Core Concepts
COPAL-ID is a novel, public Indonesian language common sense reasoning dataset that incorporates Indonesian local and cultural nuances, providing a more natural portrayal of day-to-day causal reasoning within the Indonesian cultural sphere.
Abstract
The authors present COPAL-ID, a novel Indonesian language common sense reasoning dataset that incorporates local and cultural nuances. Unlike previous Indonesian datasets like XCOPA-ID, COPAL-ID is professionally written by native Indonesians from scratch, making it more fluent and free from awkward phrases.
COPAL-ID is designed to capture three categories of locality: Culture, which reflects local customs or norms; Local Terminology, which includes terms commonly known by locals but not outsiders; and Language, which tests the nuance of the Indonesian language, including homonymy and non-compositionality.
The dataset is provided in both standard Indonesian and colloquial Jakartan Indonesian, a dialect commonly used in daily conversation.
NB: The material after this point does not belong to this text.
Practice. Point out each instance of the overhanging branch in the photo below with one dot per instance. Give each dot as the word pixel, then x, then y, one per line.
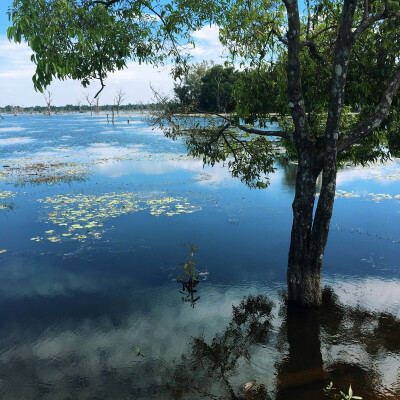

The authors find that COPAL-ID poses a greater challenge for existing open-sourced and closed state-of-the-art multilingual language models, achieving only 66.91% accuracy, compared to near-perfect human performance. This suggests that current language models still struggle to comprehend the local nuances of Indonesian.
Stats
The man updated his KK (a legal document that lists all the family members in a household).
My neighbor's house was just broken into by thieves.
That kid was accepted into UI (one of the top universities in Indonesia).
Quotes
"Nasi kuning is often served for celebrations."
"Gigit jari is a figure of speech to express helplessness."